Cardiovascular disease is the greatest health threat to women. American Heart Association’s signature women’s initiative, Go Red for Women, is designed to increase the awareness for women’s heart health and improve the health of women globally.

However, most life-threatening results from heart disease, such as stroke and heart attacks, can mostly be prevented.

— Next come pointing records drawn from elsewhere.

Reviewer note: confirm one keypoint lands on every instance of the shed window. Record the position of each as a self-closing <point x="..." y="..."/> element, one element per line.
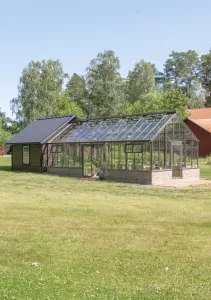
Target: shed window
<point x="26" y="155"/>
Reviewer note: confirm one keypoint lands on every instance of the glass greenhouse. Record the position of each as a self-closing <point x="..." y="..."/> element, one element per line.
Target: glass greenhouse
<point x="145" y="149"/>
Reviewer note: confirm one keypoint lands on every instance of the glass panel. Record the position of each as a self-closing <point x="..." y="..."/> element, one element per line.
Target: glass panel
<point x="26" y="155"/>
<point x="124" y="129"/>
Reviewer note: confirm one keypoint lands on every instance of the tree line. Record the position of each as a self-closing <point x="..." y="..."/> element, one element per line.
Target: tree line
<point x="184" y="82"/>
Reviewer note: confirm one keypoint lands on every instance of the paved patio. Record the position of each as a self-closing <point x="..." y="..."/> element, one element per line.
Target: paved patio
<point x="181" y="183"/>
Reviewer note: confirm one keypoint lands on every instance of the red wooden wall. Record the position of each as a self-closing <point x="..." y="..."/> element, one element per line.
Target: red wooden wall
<point x="2" y="150"/>
<point x="204" y="138"/>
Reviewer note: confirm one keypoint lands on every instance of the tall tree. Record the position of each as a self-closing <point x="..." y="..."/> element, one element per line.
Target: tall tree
<point x="65" y="106"/>
<point x="140" y="81"/>
<point x="205" y="75"/>
<point x="4" y="131"/>
<point x="175" y="100"/>
<point x="171" y="100"/>
<point x="76" y="90"/>
<point x="105" y="85"/>
<point x="38" y="91"/>
<point x="151" y="102"/>
<point x="182" y="68"/>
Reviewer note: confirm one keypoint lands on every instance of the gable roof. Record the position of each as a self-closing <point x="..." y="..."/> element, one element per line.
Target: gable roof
<point x="117" y="129"/>
<point x="199" y="113"/>
<point x="40" y="130"/>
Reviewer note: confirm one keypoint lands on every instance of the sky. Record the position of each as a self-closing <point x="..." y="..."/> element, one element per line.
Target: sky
<point x="76" y="31"/>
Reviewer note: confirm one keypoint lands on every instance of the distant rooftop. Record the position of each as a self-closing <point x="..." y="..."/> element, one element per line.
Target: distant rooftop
<point x="200" y="113"/>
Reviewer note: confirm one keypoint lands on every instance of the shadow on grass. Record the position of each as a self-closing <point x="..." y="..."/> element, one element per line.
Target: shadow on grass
<point x="5" y="168"/>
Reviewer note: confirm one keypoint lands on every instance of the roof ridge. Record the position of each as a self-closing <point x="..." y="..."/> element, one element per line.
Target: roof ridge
<point x="54" y="117"/>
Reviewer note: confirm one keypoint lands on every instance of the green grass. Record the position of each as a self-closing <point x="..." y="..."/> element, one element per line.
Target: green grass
<point x="100" y="240"/>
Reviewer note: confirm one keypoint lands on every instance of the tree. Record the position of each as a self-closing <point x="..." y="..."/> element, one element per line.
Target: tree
<point x="182" y="68"/>
<point x="66" y="107"/>
<point x="76" y="89"/>
<point x="4" y="132"/>
<point x="205" y="75"/>
<point x="105" y="85"/>
<point x="171" y="100"/>
<point x="140" y="81"/>
<point x="175" y="100"/>
<point x="151" y="102"/>
<point x="38" y="91"/>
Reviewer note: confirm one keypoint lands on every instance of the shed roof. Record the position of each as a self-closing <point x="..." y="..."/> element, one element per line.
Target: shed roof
<point x="117" y="129"/>
<point x="40" y="130"/>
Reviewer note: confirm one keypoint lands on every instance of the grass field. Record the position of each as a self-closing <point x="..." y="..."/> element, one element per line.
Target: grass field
<point x="100" y="240"/>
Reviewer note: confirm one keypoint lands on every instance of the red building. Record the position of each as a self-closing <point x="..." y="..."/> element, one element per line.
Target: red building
<point x="2" y="150"/>
<point x="199" y="123"/>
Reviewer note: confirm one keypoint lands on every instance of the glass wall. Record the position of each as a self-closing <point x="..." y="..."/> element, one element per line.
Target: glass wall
<point x="121" y="156"/>
<point x="175" y="144"/>
<point x="65" y="155"/>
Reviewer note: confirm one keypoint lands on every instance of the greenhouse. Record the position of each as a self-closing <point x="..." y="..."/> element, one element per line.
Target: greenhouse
<point x="145" y="149"/>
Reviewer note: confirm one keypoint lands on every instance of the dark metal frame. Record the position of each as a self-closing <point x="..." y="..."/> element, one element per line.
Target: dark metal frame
<point x="159" y="131"/>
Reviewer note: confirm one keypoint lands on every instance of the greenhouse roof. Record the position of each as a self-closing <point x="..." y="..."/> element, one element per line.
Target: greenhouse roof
<point x="116" y="129"/>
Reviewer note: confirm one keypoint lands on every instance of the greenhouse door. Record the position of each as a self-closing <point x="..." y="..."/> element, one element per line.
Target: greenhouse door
<point x="92" y="160"/>
<point x="176" y="160"/>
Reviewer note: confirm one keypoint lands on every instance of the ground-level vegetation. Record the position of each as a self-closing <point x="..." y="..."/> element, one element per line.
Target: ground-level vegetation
<point x="62" y="238"/>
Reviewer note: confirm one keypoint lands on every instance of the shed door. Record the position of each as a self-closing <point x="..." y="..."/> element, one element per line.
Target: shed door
<point x="177" y="160"/>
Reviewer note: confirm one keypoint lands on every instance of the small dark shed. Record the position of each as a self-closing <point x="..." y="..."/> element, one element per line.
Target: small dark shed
<point x="29" y="145"/>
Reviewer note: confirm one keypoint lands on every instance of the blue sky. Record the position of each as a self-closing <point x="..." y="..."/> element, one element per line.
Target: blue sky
<point x="75" y="31"/>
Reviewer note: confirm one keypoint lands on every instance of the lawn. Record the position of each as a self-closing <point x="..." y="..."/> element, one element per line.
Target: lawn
<point x="100" y="240"/>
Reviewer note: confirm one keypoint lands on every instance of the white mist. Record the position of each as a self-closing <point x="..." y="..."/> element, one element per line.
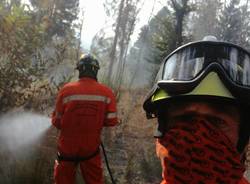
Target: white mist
<point x="21" y="129"/>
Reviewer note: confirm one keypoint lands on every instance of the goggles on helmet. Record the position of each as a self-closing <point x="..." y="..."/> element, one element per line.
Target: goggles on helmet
<point x="187" y="66"/>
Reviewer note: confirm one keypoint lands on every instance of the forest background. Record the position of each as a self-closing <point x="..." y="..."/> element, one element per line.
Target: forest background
<point x="39" y="48"/>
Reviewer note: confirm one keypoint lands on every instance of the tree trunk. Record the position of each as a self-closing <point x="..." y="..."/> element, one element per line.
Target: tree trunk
<point x="114" y="45"/>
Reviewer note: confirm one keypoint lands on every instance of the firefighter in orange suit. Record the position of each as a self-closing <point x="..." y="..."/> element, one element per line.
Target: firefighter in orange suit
<point x="83" y="108"/>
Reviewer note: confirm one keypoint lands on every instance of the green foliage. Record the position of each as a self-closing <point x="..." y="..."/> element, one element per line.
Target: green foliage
<point x="29" y="53"/>
<point x="58" y="15"/>
<point x="19" y="39"/>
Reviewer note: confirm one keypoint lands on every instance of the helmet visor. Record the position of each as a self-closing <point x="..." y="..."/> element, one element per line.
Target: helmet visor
<point x="188" y="62"/>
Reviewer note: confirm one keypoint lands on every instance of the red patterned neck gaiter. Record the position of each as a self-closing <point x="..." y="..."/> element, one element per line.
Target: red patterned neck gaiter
<point x="198" y="153"/>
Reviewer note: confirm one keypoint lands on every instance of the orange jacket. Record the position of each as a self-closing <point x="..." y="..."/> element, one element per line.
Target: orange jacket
<point x="82" y="109"/>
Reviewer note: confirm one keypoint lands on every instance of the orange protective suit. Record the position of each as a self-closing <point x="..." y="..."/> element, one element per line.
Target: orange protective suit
<point x="82" y="109"/>
<point x="197" y="152"/>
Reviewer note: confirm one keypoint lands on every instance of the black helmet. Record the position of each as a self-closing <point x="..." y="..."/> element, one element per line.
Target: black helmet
<point x="88" y="66"/>
<point x="206" y="70"/>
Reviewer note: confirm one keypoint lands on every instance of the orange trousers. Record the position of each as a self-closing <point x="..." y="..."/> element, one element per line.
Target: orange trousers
<point x="91" y="170"/>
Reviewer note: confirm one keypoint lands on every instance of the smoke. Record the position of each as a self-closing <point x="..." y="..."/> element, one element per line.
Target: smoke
<point x="21" y="129"/>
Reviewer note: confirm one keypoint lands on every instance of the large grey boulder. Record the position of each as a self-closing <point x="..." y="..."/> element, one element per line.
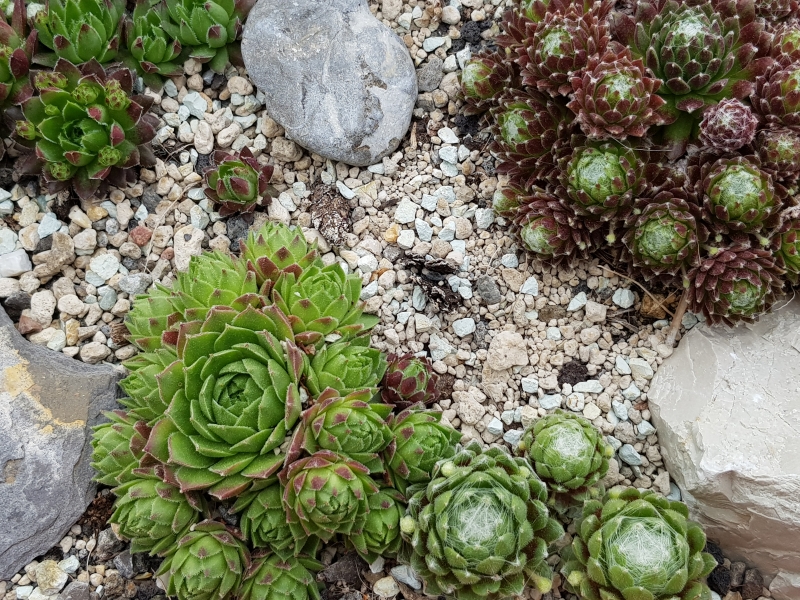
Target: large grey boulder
<point x="727" y="408"/>
<point x="340" y="82"/>
<point x="48" y="403"/>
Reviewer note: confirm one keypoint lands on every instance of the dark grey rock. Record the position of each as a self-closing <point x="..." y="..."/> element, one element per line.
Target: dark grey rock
<point x="48" y="404"/>
<point x="487" y="289"/>
<point x="430" y="76"/>
<point x="340" y="82"/>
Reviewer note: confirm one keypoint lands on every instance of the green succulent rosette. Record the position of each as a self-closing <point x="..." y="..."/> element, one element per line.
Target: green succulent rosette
<point x="152" y="514"/>
<point x="480" y="528"/>
<point x="702" y="52"/>
<point x="208" y="564"/>
<point x="144" y="398"/>
<point x="150" y="51"/>
<point x="351" y="426"/>
<point x="80" y="30"/>
<point x="346" y="366"/>
<point x="239" y="183"/>
<point x="278" y="575"/>
<point x="326" y="494"/>
<point x="118" y="447"/>
<point x="274" y="249"/>
<point x="207" y="28"/>
<point x="321" y="301"/>
<point x="409" y="380"/>
<point x="86" y="128"/>
<point x="381" y="534"/>
<point x="233" y="399"/>
<point x="637" y="545"/>
<point x="569" y="455"/>
<point x="263" y="522"/>
<point x="419" y="441"/>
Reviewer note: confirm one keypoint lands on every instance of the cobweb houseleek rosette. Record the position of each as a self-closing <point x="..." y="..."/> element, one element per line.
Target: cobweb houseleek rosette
<point x="80" y="31"/>
<point x="702" y="52"/>
<point x="559" y="47"/>
<point x="569" y="455"/>
<point x="728" y="126"/>
<point x="636" y="545"/>
<point x="277" y="575"/>
<point x="238" y="183"/>
<point x="419" y="440"/>
<point x="326" y="494"/>
<point x="663" y="236"/>
<point x="409" y="380"/>
<point x="233" y="398"/>
<point x="736" y="194"/>
<point x="208" y="29"/>
<point x="350" y="426"/>
<point x="786" y="244"/>
<point x="528" y="127"/>
<point x="480" y="528"/>
<point x="154" y="515"/>
<point x="276" y="248"/>
<point x="614" y="97"/>
<point x="118" y="447"/>
<point x="208" y="563"/>
<point x="734" y="283"/>
<point x="85" y="128"/>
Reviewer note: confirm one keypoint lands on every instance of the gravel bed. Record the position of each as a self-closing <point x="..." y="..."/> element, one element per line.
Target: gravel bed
<point x="515" y="338"/>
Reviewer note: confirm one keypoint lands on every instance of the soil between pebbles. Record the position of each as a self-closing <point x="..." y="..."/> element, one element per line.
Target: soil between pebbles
<point x="517" y="338"/>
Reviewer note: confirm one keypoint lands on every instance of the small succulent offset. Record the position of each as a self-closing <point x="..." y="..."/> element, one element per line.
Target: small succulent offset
<point x="208" y="29"/>
<point x="637" y="545"/>
<point x="480" y="528"/>
<point x="85" y="128"/>
<point x="569" y="455"/>
<point x="80" y="30"/>
<point x="238" y="183"/>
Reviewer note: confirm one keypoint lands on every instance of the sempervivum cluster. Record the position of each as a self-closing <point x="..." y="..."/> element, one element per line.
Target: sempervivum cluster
<point x="256" y="392"/>
<point x="662" y="137"/>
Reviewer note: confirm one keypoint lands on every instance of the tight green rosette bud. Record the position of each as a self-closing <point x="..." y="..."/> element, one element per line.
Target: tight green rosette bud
<point x="550" y="228"/>
<point x="263" y="522"/>
<point x="480" y="528"/>
<point x="326" y="494"/>
<point x="276" y="248"/>
<point x="409" y="380"/>
<point x="16" y="53"/>
<point x="381" y="533"/>
<point x="320" y="301"/>
<point x="86" y="136"/>
<point x="153" y="53"/>
<point x="118" y="447"/>
<point x="233" y="398"/>
<point x="734" y="283"/>
<point x="351" y="426"/>
<point x="663" y="236"/>
<point x="736" y="194"/>
<point x="345" y="367"/>
<point x="80" y="30"/>
<point x="702" y="52"/>
<point x="238" y="183"/>
<point x="154" y="515"/>
<point x="141" y="384"/>
<point x="419" y="441"/>
<point x="636" y="544"/>
<point x="277" y="575"/>
<point x="569" y="455"/>
<point x="207" y="28"/>
<point x="786" y="244"/>
<point x="208" y="564"/>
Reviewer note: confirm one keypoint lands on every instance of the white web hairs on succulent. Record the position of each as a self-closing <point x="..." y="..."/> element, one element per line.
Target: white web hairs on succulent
<point x="569" y="447"/>
<point x="647" y="548"/>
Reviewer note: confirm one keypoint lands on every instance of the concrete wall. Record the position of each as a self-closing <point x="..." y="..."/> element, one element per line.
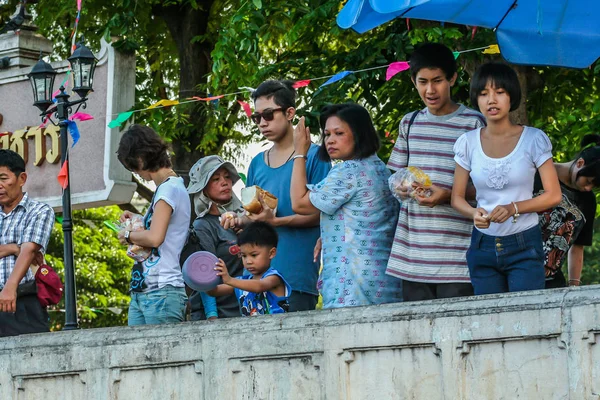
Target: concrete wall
<point x="537" y="345"/>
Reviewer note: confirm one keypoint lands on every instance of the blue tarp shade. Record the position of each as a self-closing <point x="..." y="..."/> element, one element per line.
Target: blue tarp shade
<point x="563" y="33"/>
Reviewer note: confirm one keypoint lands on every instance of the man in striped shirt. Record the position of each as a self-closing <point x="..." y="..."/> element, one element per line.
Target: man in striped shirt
<point x="25" y="227"/>
<point x="431" y="240"/>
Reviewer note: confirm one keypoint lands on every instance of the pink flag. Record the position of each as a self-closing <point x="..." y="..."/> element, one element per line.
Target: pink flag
<point x="394" y="68"/>
<point x="299" y="84"/>
<point x="246" y="108"/>
<point x="81" y="116"/>
<point x="63" y="175"/>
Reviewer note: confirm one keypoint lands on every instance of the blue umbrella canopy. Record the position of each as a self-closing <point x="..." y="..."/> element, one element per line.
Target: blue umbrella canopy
<point x="563" y="33"/>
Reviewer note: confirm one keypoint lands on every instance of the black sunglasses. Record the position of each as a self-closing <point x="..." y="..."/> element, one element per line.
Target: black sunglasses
<point x="267" y="115"/>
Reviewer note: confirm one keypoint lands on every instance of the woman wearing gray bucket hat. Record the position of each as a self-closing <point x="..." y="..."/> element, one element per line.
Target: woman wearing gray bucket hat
<point x="211" y="182"/>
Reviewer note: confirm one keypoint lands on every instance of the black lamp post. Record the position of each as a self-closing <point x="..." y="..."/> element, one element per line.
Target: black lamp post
<point x="83" y="64"/>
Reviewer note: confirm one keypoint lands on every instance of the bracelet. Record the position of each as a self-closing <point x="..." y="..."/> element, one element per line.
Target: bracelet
<point x="516" y="215"/>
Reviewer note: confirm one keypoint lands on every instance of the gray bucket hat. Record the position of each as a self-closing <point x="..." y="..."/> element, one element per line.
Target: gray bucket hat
<point x="204" y="169"/>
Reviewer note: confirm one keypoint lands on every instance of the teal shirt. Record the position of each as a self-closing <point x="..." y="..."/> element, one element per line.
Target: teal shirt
<point x="294" y="259"/>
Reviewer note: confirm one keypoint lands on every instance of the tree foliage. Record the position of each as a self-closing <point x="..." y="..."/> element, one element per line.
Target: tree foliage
<point x="102" y="269"/>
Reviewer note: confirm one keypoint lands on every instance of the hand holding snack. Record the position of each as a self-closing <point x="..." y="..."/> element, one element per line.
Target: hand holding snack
<point x="410" y="182"/>
<point x="251" y="199"/>
<point x="132" y="223"/>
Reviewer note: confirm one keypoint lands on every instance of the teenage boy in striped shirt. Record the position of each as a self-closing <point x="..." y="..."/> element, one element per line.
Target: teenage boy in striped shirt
<point x="431" y="240"/>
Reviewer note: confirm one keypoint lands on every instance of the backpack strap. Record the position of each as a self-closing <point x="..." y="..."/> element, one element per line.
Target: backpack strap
<point x="410" y="122"/>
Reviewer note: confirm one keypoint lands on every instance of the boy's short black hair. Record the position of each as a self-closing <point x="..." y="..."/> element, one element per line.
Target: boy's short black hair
<point x="281" y="91"/>
<point x="141" y="148"/>
<point x="501" y="76"/>
<point x="366" y="140"/>
<point x="432" y="56"/>
<point x="258" y="234"/>
<point x="12" y="161"/>
<point x="591" y="156"/>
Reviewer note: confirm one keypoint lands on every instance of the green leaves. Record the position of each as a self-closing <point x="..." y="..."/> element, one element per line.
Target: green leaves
<point x="102" y="269"/>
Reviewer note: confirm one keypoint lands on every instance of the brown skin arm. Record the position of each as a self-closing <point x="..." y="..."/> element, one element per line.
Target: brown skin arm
<point x="154" y="236"/>
<point x="575" y="264"/>
<point x="9" y="250"/>
<point x="8" y="295"/>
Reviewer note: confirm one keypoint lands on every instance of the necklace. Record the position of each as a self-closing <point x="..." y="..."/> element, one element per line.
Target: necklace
<point x="269" y="157"/>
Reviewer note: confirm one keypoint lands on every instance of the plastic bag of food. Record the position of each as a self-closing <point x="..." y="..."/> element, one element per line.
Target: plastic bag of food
<point x="401" y="183"/>
<point x="135" y="223"/>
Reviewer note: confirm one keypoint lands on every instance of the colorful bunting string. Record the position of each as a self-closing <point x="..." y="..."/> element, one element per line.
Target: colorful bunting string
<point x="73" y="131"/>
<point x="74" y="32"/>
<point x="493" y="49"/>
<point x="392" y="69"/>
<point x="246" y="108"/>
<point x="164" y="103"/>
<point x="79" y="116"/>
<point x="299" y="84"/>
<point x="63" y="175"/>
<point x="337" y="77"/>
<point x="396" y="67"/>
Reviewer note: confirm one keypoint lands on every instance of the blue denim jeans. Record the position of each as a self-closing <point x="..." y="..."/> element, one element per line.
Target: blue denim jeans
<point x="162" y="306"/>
<point x="513" y="263"/>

Let’s first understand what heart disease is:

Heart disease can be several different types of heart conditions with the most common type as coronary artery disease (CAD). The most common type of heart disease in the United States is coronary artery disease (CAD), which affects the blood flow to the heart and can lead to a heart attack.

What are the symptoms of heart disease?

People may not initially know they have heart disease until they have a heart attack, heart failure, or an arrhythmia (irregular heartbeat).

  • Heart attack: Chest pain or heaviness, upper neck or back pain, heartburn, nausea or vomiting, extreme fatigue, dizziness, and shortness of breath.

  • Arrhythmia-irregular heartbeat: Fluttering feelings in the chest (commonly called palpitations).

  • Heart failure: Shortness of breath, swelling of the feet, ankles, legs, abdomen, or neck veins, and fatigue with minimal activity.

What are the risk factors for heart disease?

Again, heart disease can be preventable by avoiding these risk factors. High blood pressure, high blood cholesterol, and smoking are key risk factors for heart disease. About 47% of people have at least 1 of these risk factors. Some other conditions such as diabetes and lifestyle choices, such as overweight, obesity, low physical activity, and excessive alcohol use can put people at a higher risk for heart disease.

What is cardiac rehabilitation?

Cardiac rehabilitation (rehab) is an important program for anyone recovering from a heart attack, heart failure, or various types of heart surgery. Cardiac rehab is a supervised program that can be managed as an outpatient or even inpatient when needed to regain strength and function, includes the following:

  • Physical activity

  • Education about healthy living, including healthy eating, taking medications as prescribed, and ways to help you quit smoking

  • Counseling to find ways to relieve stress and concerns about your heart health and also ways to improve your mental health affected by recent heart issues.

A multi-disciplinary team may help you through cardiac rehab, including your health care team, exercise, and nutrition specialists, physical therapists, and counselors or mental health professionals.